China seems to be quite unaffected by the possible consequences Regarding buying approved oil. Private sugar refiners, AKA teapots, are the most common buyers of Iranian and Venezuelan crude. They benefit from lower prices and availability because US allies in Asia, such as Japan and South Korea, have stopped buying from sanctioned states.

In 2021, Venezuela is believed to have nearly doubled its oil output compared to the previous year. It comes as state-owned Petroleos de Venezuela (PDVSA) secured the support of several smaller drilling companies, thanks in part to reducing their debt. In addition, the firm imported a diluent from Iran to refine its extra-heavy crude after initially worrying lack of Why solvent? Total production in November stood at around 824,000 bpd, which is significantly higher than the previous months. And at the end of 2021, Venezuela reached 1 million bpd, a huge change, though nowhere near its 3.2 bpd peak in 1999.

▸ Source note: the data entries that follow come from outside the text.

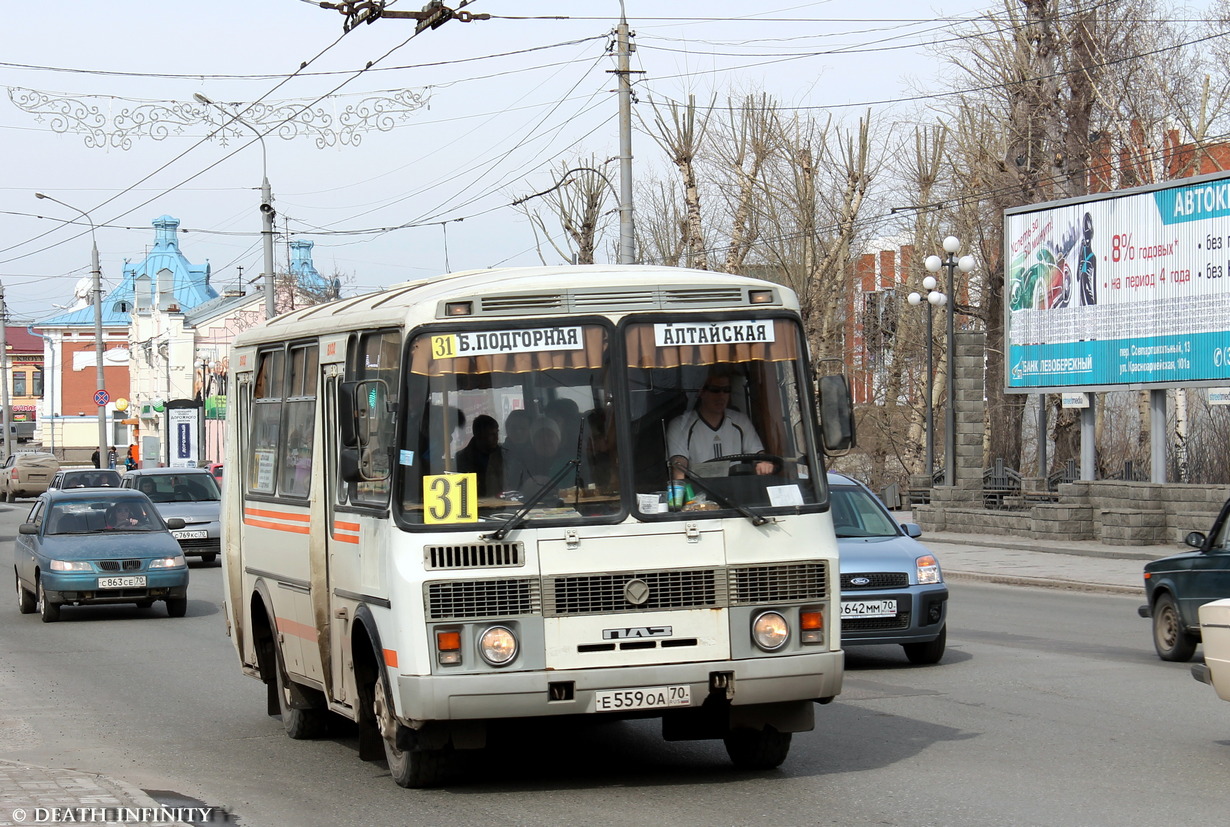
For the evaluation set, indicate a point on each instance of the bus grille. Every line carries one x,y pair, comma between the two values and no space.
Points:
475,555
456,599
605,593
779,583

But Francisco Monaldi, director of the Latin American Energy Program at Rice University’s Baker Institute in Houston, believes PDVSA has a cap on its production capacity. Large-scale foreign investment in the country in connection with ongoing US sanctions and a lack of drilling equipment means the firm has limited oil production capabilities. She telling, “The base production in 2021 was well below PDVSA’s production capacity.” And “we’re reaching that potential now. To see an increase in production during 2022, there is a need for investment in new wells and up-gradation of infrastructure,” he said.

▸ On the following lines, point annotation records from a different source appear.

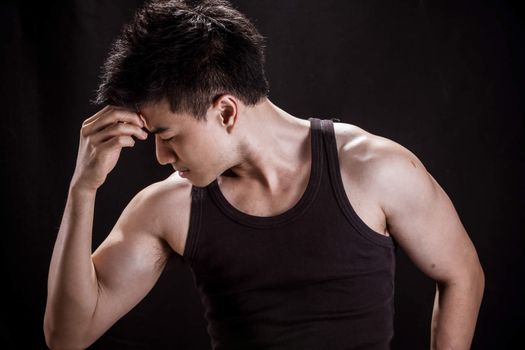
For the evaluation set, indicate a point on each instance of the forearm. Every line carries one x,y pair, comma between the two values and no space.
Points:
456,308
72,283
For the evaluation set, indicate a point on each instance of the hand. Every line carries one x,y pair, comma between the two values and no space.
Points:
102,137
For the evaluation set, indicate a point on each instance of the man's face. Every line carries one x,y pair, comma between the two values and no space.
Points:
199,150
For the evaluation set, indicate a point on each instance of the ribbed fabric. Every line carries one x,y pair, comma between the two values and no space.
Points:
313,277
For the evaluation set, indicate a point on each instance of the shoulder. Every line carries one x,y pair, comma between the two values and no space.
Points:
163,208
387,170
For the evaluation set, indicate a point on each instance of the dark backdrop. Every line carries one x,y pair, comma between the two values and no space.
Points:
443,78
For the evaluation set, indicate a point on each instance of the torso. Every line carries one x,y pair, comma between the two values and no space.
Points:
351,140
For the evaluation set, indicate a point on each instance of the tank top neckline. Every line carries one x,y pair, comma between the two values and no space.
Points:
298,208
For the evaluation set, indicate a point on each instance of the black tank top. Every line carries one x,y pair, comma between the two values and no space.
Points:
313,277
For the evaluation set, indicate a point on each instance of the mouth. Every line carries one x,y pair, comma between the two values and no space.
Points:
183,172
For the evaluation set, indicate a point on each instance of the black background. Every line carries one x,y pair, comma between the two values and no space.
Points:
443,78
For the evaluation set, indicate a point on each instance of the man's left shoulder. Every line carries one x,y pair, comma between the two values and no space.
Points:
372,154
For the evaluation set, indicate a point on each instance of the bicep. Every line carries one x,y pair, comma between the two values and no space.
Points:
127,263
423,220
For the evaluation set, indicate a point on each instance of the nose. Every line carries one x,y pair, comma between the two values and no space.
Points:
165,155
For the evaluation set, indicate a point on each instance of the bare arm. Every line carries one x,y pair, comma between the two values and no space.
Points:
423,220
73,287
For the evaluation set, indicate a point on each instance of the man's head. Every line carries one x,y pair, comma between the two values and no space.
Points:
188,53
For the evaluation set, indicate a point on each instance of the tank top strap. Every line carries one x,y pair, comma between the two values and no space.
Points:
332,155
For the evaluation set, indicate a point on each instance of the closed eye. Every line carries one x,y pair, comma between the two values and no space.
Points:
169,139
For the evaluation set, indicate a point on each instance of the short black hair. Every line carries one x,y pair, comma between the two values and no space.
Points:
190,52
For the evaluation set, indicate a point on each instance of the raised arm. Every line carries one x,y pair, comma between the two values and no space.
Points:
423,220
86,293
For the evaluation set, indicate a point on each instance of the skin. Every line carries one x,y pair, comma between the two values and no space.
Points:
261,157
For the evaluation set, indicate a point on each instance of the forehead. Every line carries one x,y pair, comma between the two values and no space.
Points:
157,115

Much of this success has been linked to the socialist country’s recent partnership with Iran. Dilutants such as naphtha procured from Iran are needed to reduce the viscosity of Venezuelan crude in the Orinoco heavy-oil belt. Thinner is taken from Iran to Venezuela on complicated routes to avoid US identification. Juan Fernandez, former Executive Director of Planning at PDVSA, telling“Oil production estimates for the belt currently range from 450,000 to 500,000 barrels a day and this is mainly due to help from Iran.”

Following in Iran’s footsteps, Venezuela is once again profiting from its long-established oil industry. But while its recent oil output looks promising, Venezuela still relies on the US to lift its sanctions on the country’s oil industry to gain more foreign investment and maintain its currently high oil production.